Как бы там ни было, но в одном Якоб никак не мог одобрить действий своего покойного деда. Почему он — мир праху их обоих — отдал пол-Россы своему родственнику? Что он за мужчина, если не мог сам, своими силами, отрабатывать барщину и платить арендную плату? После того как Медная деревня сгорела, Тобиас, потомок этого родственника со времен Адама, словно иждивенец какой, ходил по пятам Якоба и смотрел ему в рог. Как скажешь ему — поди прочь, если сам виноват в его несчастье! Выбрав место для дома на краю болота, Якоб надеялся избавиться от родственника — может, тот не потянется за ним.
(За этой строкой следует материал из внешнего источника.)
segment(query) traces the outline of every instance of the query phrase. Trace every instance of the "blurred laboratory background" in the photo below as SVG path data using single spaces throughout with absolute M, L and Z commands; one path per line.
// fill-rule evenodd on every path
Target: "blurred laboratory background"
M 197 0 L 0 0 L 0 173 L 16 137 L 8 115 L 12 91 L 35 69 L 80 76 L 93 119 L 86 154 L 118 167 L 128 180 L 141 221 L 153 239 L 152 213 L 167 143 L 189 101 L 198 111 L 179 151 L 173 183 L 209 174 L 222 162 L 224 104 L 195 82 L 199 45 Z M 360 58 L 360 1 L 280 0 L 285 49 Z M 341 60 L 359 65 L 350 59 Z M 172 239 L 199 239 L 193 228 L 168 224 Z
Но едва на месте нового дома Россы застучали топоры, как явился Тобиас и, расплывшись в улыбке, сообщил, что и он с семьей селится поблизости. Погляди, дескать, Якоб, там, за рябинами, поднимется когда-нибудь и мой дом. Тобиас был человеком медлительным, постройка отняла у него немало времени. Якоб не мог запретить ему — ведь земля там, за рябинами, не принадлежала ему. Якоба и вовсе за человека бы не посчитали, поддайся он внутреннему чувству и скажи, мол, где две семьи, там третьей не надо. Родственник стал бы, конечно, вспоминать прародителей: вот были единодушные люди, разделили Россу пополам и жили себе в мире и согласии. Как будто он сам был при этом и растроганно гладил кротких прародителей по головам.